Controversially, I also imagined that if it did end in mc, what would I do? I said I would sign up for half marathon and train with my dad, and I would lose a stone, something I wouldnt do if I was pregnant. Obviously you are praying everything will be fine, but I find some comfort in thinking that there is some fate involved and that if it goes wrong I'll be able to spend some more time with my dad.
Dont look up mc stats on the internet and hang out with your positive friends. good luck and I've got everything crossed for you!
Thank you so very much. Such comforting, reassuring words. I love MN for great, impartial advice and support.
Hi queen over in the conception boards there's a thread called something along the lines of 'the freak out room for the newly updiffed after MC' - it's a nice place to be if you fancy some handholding. I think after you've had a MC you're not able to have the carefree pregnancy that others are able to have-I'm very jealous of those that are able to sail through in the supreme confidence that everything will be fine for them.
Thanks pink will take a look at that thread.
I honestly and naively thought after a successful pregnancy I'd feel mire relaxed and confident. If anything, I feel worse that I wouldn't be lucky enough to have 2 successful pregnancies!
I drive myself nuts with worry
Five years ago I had a plain sailing pregnancy, it was completely text book. Last year I had 2 MCs and now I am 15 weeks pregnant. I am still unable to completely relax as I feel I can't afford to count my chickens. I am having reassurance scans every 2 weeks, which although is fantastic, I worry everytime that they will say the baby has died. I can't wait for when I start to feel movement, but then again I will be freaking out if I don't feel it every day.
I think it's just natural. We can't afford to take life for granted.

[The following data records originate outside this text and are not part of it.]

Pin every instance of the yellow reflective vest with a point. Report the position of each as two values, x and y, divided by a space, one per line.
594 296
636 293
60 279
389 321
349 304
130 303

This is my first pg and I'm 29 weeks. But being aged 40 means I've been constantly worried the whole way through. Although this is my first pg, I've seen many of my friends go through MC and even stillbirth, so just can't relax myself. I've haven't even bought a thing yet... still feeling it's too soon... Don't think I'll ever believe it'll all be ok until baby is in my arms. But, I guess it doesn't even stop there, and becomes part of being a parent to worry about your kids.
Just think about all the other mums who have gone on to have 2 (and more) successful pregnancies... why wouldn't you be one of them?
Sorry, not much in the way of advice (I think Millie had some great advice) but just trying to say that many of us feel the way you do, and I hope that brings you comfort and reassurance. It's part of being pg, I guess.
Good luck, and hope you manage to relax at some points ... aim for those milestones... x
I keep re Reading the op's from you all... Making me feel much better.
Thank you so much x
This is the 1st posting for me on the P******y bourd.
I cant even type the word such is my anxiety.
Im 6 weeks, this is my 7th pregancy, i have had 5 miscarriages.
Like you, i am very negative, very very anxious and presuming that this too will end badly.
Im just waiting everyday for the bleeing & the pain to begin.
So far no bleeding, so far no pain
I know what what you mean about everyone else not even considering mc as a possibility, they all just take it for granted that their pregnancy will be fine.
i hold out no hope, never do, so anything else, is a bonus.
you're amazing to keep trying after 5. I've only had 1 but the emotional pain is so bad I considered not trying again.
I think it's the fear of feeling worse than I ever have in my life that makes me want to give up... But the drive to have a baby is slightly more of a pull if that makes sense.
It must be nice to have a happy, stressless pregnancy. I take some relief in thinking if this PG sticks, I will have 2 DC and I won't have to go through this hell again!